If a masking rule exists in one policy but not another, the rule is included in the effective policy. The absence of a masking rule in one policy does not cancel a rule from another.
Most-restrictive-wins applies to a user's standing policies. There is one deliberate exception: an approved access request can temporarily unmask a specific column, overriding a standing mask for the duration of the grant. This lets an admin authorize a narrow, time-boxed exception without weakening the permanent policy. See the Access Requests documentation for details.
Example: Policy A masks public.customers.email with the "email" preset. Policy B masks the same column with "redact". A user assigned to both policies sees public.customers.email masked with "redact" because it is more restrictive (rank 2 vs rank 4).
Computed Columns and Aliases
Masking works with aliased columns. If you write SELECT email AS e FROM users, DAAM resolves the original column name from the database metadata and applies masking rules that match public.users.email, not the alias.
For computed columns (expressions, aggregates, literals), the agent cannot resolve a physical column identity. Only wildcard rules that match the alias name apply. For example, *.*.cnt would match SELECT COUNT(*) AS cnt, but public.users.cnt would not.
Validation
The following rules are enforced when saving masking rules in a policy:
- Match patterns must have exactly three dot-separated segments (schema.table.column).

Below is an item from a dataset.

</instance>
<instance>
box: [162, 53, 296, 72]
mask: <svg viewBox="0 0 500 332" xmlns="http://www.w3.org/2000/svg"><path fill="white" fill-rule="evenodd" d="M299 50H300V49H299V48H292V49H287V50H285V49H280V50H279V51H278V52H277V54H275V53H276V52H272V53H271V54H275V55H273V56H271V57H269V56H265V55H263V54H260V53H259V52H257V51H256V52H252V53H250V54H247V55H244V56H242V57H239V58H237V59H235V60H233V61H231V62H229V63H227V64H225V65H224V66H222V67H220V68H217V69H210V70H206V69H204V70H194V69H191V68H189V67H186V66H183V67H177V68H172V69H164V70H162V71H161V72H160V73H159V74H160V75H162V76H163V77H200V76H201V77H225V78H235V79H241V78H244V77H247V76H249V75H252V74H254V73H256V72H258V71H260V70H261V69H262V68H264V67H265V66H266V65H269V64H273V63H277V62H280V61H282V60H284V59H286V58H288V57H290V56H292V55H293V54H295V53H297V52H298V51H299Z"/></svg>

- Each segment must be a valid name or the wildcard
*. - The masking type must be a known preset (email, phone, ssn, credit_card, name, redact, or null).
- No duplicate match patterns within the same policy.
- Strict is an optional per-rule flag. When enabled, the column is restricted to output positions only (see Strict Masking above).
Invalid masking rules are rejected on save with an error message indicating which rule failed validation.
Masking fails closed. If the agent cannot positively resolve a column's identity (for example when upstream metadata is temporarily unavailable, or for binary-format result columns that cannot be safely rewritten), it replaces the value with NULL or rejects the query rather than risk leaking an unmasked value. Operations that would bypass result masking entirely, such as COPY ... TO STDOUT, are blocked on connections that carry masking rules.